A  couple of months ago, the newly established Museum of Beadwork in Portland, Maine sent a call out for bead artists to participate in a very special project, which would become part of their permanent collection.  It was an invitation to a community undertaking. Artists would create a design of their choice on a six-inch square hard surface. All the squares would be put together in such a way to form a visual quilt.

The potential of such a project caught my attention. Decades ago in a college art class, the instructor assigned students to shoot black and white photos of the urban industrial landscape that were later cut up, pieced together and mounted on a large collective board. It produced an interesting piece of art.

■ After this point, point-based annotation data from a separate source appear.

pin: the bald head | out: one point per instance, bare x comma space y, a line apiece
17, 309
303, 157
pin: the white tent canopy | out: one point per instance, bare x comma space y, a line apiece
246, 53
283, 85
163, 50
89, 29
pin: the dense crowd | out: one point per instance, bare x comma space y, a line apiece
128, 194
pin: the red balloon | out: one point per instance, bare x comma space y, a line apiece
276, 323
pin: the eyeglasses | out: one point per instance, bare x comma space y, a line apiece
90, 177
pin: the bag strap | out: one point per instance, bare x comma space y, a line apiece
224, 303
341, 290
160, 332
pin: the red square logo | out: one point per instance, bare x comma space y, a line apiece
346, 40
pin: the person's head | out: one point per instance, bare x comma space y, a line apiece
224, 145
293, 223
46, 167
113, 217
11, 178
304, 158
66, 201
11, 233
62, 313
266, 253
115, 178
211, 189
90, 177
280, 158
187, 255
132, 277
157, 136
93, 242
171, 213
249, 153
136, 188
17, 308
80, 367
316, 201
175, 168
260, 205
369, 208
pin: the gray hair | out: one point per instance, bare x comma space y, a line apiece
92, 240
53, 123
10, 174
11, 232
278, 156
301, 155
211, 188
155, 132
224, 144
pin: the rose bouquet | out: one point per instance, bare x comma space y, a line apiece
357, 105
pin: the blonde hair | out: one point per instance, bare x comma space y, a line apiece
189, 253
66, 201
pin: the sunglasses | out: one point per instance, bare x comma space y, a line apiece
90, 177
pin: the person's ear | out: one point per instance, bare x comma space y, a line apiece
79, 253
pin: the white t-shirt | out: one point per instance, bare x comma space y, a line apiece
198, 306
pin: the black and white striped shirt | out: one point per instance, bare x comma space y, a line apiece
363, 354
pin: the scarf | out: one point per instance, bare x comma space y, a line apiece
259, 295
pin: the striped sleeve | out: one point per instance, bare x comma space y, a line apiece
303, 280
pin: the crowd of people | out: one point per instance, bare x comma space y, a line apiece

I’m quite sure the outcome was intended to probe the depths of a philosophy—because that’s who the instructor was—and open our sensibilities. I wish I remembered what we unearthed, quite unknown to us at the start. At any rate, the memory of that assignment, the process and result, stayed with me all these years and came to mind again after I received the call for bead artists.

I sat with it. I considered participating but nothing as far as design came to me. And frankly, I  work much larger than the criteria allowed, and it felt restricting. But then I thought about haiku and the six-word story. In their brevity, just the framework, much is left open to the reader’s interpretation.  And isn’t that what art is at its best anyway? Something evocative that touches you? Through which you can have an experience?

That still didn’t produce a design of any juice for me. Finally, something did. I focus my writing there frequently, and especially now.

 

…liminal space, the territory that holds the material and imaginal realms equally…until they come together as one.

—Excerpted from Liminal

 

In the last month I’ve written of immediacy and the process we’ve collectively undertaken one way or another produced by the pandemic: This Pilgrimage We’re On and Move Slowly Back Into the World.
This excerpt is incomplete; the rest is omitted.